Por meio de uma abordagem pragmática, trata-se de uma obra de extrema relevância, pois os leitores dispõem de reflexões de especialistas nas áreas de direito e ciências da linguagem, numa obra de cunho interdisciplinar e inovador, evidentemente necessário ao contexto de ensino e aprendizagem do direito.
A primeira parte traz no seu bojo a capacidade de falar e os autores procuram evidenciar como a palavra possui poder, pois uma vez empregada, revelará não apenas o conteúdo do que foi exposto, mas também o caráter daquele que a utiliza. Desta maneira, transladando isso para o direito, uma ciência humana e objetiva, organizadora da conveniência social e da prática política, procurou demonstrar a necessidade do profissional dessa área em «compreender + reformular ou reexprimir sob forma nova» (p. 13), processo desenvolvido pelos próprios autores, a busca do sentido textual, uma vez que as palavras podem transmitir não apenas um sentido, mas sentidos variados.
Como exemplo, desenvolve-se essa ideia principal do capítulo na compreensão das palavras «propriedade», «princípio da insignificância», entre outros termos, onde é apresentado casos jurídicos e significados diversos dentro do discurso judicial. O foco que se busca exprimir é, portanto, que se alcance a interpretação textual dentro das vastas possibilidades de sentidos que se pode ter, verificando o propósito de quem gerou o texto e se está em conformidade com as demais fontes do direito.
O segundo capítulo mostra e instrui, através de exemplos ilustrativos, a macroestrutura básica das peças processuais, realizadas através de habilidades relativas à linguagem. São descritos os requisitos essenciais, por exemplo, da petição inicial, contestação, parecer técnico-jurídico, entre outras peças que se encontram no contexto jurídico.
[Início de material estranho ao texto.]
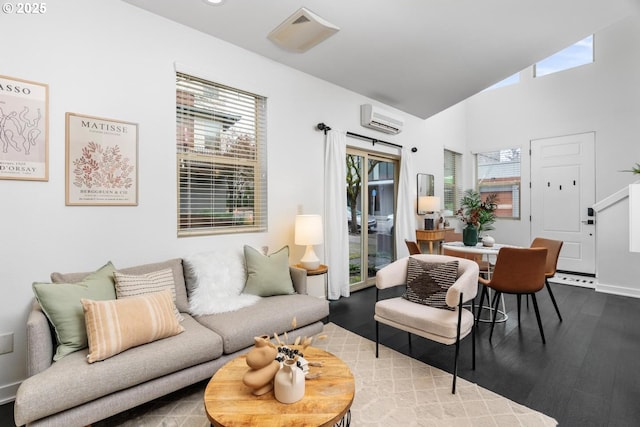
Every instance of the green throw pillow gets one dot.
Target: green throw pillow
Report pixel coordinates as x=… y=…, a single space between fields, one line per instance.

O texto deixa claro, por óbvio, que os exemplos que o leitor apreciará não são a única opção adequada para produzir a peça jurídica, visto que o redator sempre terá certa liberdade de estilo, que precisa ser respeitada. Contudo, como contrapartida, ressalta que será útil o rol de exemplos ofertados, dada a insegurança que cerca o início de qualquer atividade profissional.
Ademais, conforme os autores, cabe ao professor que inicia o estudante de Direito na produção de peças processuais auxiliá-lo, progressivamente, a acumular todo o repertório linguístico e jurídico necessário à: a) organização das ideias; b) seleção e combinação de informações; c) redação de textos jurídicos; d) produção convincente dos argumentos; e) identificação das características estruturais de cada peça; f) redação em conformidade com a norma culta da língua, etc. Destarte, se faz observar, à luz daquilo que se vê em muitas universidades, a extrema relevância do capítulo para os operadores jurídicos, posto a riqueza de detalhes e informações que muitas vezes não são encontradas no meio acadêmico, seja pelo descaso com a linguagem jurídica ou a falta de profissionais qualificados no campo das palavras.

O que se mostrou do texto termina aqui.